December 11, 2008


CBOT Soy Outlook on Thursday: Steady, outside support vs corn weakness



Chicago Board of Trade soybean futures are expected to start Thursday's day session with a steady to firm undertone, garnering support from outside markets while expected weakness in corn and wheat apply spillover pressure.


CBOT soybean futures are called steady to firm.


The outside markets are seen directing prices once again, with the U.S. Department of Agriculture's supply and demand report failing to provide any surprises, analysts said.


U.S. soybean ending stocks were pegged at 205 million bushels, unchanged from the USDA's estimate in November, but above the average analyst estimate of 200 million bushels.


The USDA, in keeping with its historical norms, left U.S. soybean end stocks unchanged, a CBOT trader said.


In the supply/demand balance sheet, the government raised its export estimate by 30 million bushels to 1.050 billion bushels while decreasing the amount of soybeans it expects to be crushed by 30 million bushels to 1.715 billion bushels.


The market just didn't receive any fundamental news that should change the recent theme in the marketplace, with traders still cautious of macro economic uncertainty, analysts added.


Meanwhile, the USDA lowered its estimate of 2008-09 production for Brazil by 1 million metric tonnes to 59 million and left Argentina's production unchanged at 50.5 million. Projected soybean world ending stocks for the 2008-09 crop year were estimated at 54.19 million tonnes, up from the 54.06 million forecast in November.


USDA reported total weekly soybean export sales were a net 811,800 metric tonnes for the week ended Dec. 4. Sales for 2008/09 were a net 809,800 metric tonnes. Analysts had forecast sales between 500,000 and 800,000 metric tonnes. The primary buyer was China with 636,300 metric tonnes. Soymeal sales were a net 18,600 tonnes, below trade estimates ranging from 70,000 to 125,000 tonnes. Soyoil commitments were a net 400 metric tonnes. Analysts had forecast sales between zero and 10,000 tonnes.


USDA also announced Thursday private export sales of 120,000 metric tonnes of U.S. soybeans for delivery to China in the 2008-09 marketing year.
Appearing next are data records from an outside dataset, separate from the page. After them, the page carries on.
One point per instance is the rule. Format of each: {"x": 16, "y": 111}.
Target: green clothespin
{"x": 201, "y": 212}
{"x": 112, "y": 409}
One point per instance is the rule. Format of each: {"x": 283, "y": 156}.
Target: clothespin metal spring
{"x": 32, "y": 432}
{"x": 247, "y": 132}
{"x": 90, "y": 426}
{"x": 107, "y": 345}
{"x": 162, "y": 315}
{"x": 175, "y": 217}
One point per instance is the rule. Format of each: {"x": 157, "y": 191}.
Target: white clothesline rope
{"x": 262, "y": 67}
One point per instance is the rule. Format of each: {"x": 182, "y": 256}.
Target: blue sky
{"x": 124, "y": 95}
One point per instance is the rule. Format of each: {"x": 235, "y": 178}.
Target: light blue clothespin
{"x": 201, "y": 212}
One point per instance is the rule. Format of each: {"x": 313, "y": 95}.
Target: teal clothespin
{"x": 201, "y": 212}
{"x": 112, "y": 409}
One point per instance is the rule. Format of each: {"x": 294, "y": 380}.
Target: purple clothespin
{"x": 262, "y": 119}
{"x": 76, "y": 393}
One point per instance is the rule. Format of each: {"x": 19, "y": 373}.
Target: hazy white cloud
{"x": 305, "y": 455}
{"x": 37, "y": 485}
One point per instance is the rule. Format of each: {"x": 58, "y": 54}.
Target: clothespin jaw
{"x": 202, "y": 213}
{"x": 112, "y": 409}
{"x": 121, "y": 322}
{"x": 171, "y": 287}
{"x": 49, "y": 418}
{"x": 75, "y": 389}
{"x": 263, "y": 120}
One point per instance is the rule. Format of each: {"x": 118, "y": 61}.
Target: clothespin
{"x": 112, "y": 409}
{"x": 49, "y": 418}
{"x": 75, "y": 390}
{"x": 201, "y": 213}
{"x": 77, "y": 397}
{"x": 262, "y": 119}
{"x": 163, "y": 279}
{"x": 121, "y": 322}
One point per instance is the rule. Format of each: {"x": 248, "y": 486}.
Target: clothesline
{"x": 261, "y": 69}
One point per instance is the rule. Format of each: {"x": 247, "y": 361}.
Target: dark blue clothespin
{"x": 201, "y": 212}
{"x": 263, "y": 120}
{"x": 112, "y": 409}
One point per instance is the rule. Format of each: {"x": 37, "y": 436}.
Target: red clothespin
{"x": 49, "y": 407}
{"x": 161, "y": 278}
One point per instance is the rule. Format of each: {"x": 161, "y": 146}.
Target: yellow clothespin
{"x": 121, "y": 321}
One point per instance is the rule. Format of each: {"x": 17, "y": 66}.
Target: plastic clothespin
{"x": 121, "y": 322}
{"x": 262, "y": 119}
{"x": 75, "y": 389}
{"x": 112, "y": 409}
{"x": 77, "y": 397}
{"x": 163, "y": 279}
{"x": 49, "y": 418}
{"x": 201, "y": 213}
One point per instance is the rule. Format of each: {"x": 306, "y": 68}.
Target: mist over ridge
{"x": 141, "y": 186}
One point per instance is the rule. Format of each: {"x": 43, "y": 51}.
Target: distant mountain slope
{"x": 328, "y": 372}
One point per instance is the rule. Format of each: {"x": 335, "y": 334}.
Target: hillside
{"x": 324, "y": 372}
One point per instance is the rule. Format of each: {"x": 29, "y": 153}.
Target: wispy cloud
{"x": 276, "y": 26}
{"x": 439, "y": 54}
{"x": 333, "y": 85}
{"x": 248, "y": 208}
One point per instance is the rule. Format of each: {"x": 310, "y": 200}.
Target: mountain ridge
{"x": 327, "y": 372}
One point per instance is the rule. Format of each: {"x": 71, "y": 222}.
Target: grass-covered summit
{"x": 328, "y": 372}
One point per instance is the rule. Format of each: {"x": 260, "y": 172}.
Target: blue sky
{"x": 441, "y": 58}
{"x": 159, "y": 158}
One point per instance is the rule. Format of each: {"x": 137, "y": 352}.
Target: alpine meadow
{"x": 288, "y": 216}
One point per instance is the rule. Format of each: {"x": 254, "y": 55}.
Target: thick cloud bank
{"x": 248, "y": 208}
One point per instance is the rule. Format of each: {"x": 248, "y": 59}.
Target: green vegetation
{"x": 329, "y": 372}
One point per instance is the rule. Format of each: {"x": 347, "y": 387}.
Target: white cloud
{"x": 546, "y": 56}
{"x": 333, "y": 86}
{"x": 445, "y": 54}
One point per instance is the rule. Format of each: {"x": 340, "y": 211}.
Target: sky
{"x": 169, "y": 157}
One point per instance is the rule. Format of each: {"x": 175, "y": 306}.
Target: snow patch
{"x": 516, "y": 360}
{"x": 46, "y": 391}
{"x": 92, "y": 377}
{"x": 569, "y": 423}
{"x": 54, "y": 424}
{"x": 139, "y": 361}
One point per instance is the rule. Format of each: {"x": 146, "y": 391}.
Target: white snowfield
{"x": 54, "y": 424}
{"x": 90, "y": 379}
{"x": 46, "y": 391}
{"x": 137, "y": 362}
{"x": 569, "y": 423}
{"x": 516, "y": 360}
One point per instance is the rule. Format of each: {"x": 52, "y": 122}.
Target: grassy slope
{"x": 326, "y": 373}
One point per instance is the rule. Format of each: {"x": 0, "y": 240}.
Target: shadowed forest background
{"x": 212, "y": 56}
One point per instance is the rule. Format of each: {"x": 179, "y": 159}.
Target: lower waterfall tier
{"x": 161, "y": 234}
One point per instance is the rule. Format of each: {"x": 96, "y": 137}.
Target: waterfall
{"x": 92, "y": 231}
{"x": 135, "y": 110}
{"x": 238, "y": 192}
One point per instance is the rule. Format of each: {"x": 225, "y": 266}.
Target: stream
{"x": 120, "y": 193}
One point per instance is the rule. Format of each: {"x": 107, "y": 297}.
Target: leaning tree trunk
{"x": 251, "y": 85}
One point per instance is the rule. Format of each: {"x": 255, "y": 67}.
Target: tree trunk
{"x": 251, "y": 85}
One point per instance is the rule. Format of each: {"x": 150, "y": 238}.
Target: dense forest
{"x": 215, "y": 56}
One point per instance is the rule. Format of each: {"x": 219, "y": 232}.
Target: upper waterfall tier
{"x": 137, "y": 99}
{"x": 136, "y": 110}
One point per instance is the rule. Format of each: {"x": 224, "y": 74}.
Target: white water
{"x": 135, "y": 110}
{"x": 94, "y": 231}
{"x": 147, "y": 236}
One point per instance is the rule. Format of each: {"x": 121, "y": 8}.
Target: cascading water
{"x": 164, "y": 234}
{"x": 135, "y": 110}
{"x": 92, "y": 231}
A technical analyst said the next upside price objective for January soybeans is to push and close prices above solid technical resistance at US$8.75 a bushel. The next downside price objective is pushing and closing prices below solid technical support at the contract low of US$7.76 1/4 a bushel.


First resistance for January soybeans is seen at Wednesday's high of US$8.42 and then at US$8.50. First support is seen at Wednesday's low of US$8.10 and then at US$8.00.


In overseas markets, China's soybean futures traded on the Dalian Commodity Exchange settled slightly higher Thursday, tracking a rise at CBOT on Wednesday. The benchmark May 2009 soybean contract settled RMB14, or 0.5%, higher at RMB3,015/tonne.


Crude palm oil futures on Malaysia's derivatives exchange closed 3.1% higher Thursday after hitting a 10-day high, on brisk purchases by India, heavy rains in oil-palm-growing regions and year-end book squaring, trade participants said. The benchmark February contract on the Bursa Malaysia Derivatives ended MYR49 higher at MYR1,644 a metric tonne.